Lawfare é o conceito de direcionamento estratégico do Direito enquanto ferramenta persecutória ou de marginalização, apresentando relevantes impactos na estabilidade do Estado de Direito

 

Guilherme Lucchesi | Caroline Pronner | José Eduardo Cardozo | Adriano Soares da Costa

Caroline Proner, iniciando os debates, afirmou que o Lawfare é um fenômeno associado a novas formas de interferência na participação política.

Lawfare é, para a jurista, o uso instrumental do direito para derrocar regimes ou democracias e vem sendo usado como uma arma dos neofascismos.

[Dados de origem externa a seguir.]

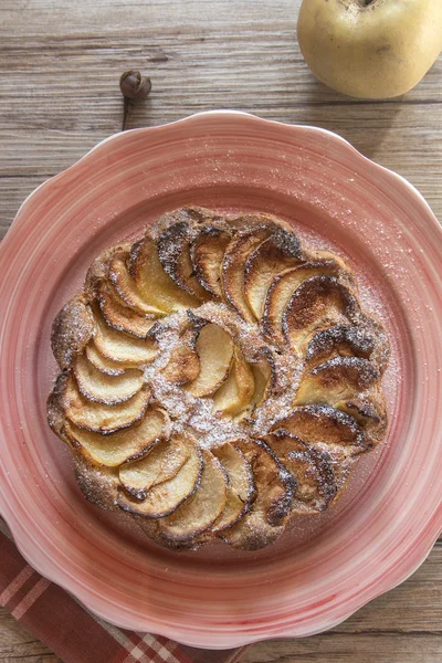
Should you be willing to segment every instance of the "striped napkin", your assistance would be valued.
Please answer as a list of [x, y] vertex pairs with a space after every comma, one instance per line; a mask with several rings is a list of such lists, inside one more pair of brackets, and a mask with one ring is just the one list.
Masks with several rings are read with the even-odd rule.
[[0, 604], [64, 663], [234, 663], [246, 649], [194, 649], [108, 624], [34, 571], [1, 518], [0, 560]]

Em conclusão, ressaltou que o Lawfare já está em andamento no Brasil, e o que mais importa no caso brasileiro é a forma como se deu: com um Judiciário forte, um Ministério Público autônomo e sem limites, e uma mídia que reforçou as disputas políticas travadas.

José Eduardo Cardozo apontou que o Lawfare tem relação direta com a degeneração do Estado de Direito. Isto, porque, o Estado de Direito é o direito governando as leis, e não o governo dos homens. No entanto, a partir do momento que o Direito assume papel central, é natural que ele seja objeto de disputas políticas, uma vez que não há práxis jurídica que não tenha relação direta com disputas de poder.

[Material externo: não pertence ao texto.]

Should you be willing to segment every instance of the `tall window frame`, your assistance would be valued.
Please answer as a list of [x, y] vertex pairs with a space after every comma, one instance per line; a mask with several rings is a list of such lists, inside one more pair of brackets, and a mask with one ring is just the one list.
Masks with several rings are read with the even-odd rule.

O jurista ressaltou que o aplicador do Direito nunca atuará de forma neutra, pois nem mesmo nas ciências há neutralidade. “O Lawfare, contudo, não é fruto normal das disputas políticas do Estado de Direito. O Lawfare é a degeneração do modelo de estado de direito”.

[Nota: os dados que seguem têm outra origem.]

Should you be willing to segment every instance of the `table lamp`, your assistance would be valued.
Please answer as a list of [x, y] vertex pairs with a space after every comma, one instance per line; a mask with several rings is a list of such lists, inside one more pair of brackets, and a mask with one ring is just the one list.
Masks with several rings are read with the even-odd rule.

No plano eleitoral, lembrou que encontramos Lawfare rotineiramente. No Lawfare, a pressão social e outras situações do campo político são utilizadas como fundamentos jurídicos. Esse fenômeno, conclui, é o sintoma de uma crise gravíssima pela qual passa o Estado de Direito, que deve ser preservado.

Adriano Soares da Costa asseverou que o tema do Lawfare vai além de questões ideológicas. É uma guerrilha jurídica, a instrumentalização do Direito para fins além do quadro jurídico próprio. “Lawfare não tem ideologia”.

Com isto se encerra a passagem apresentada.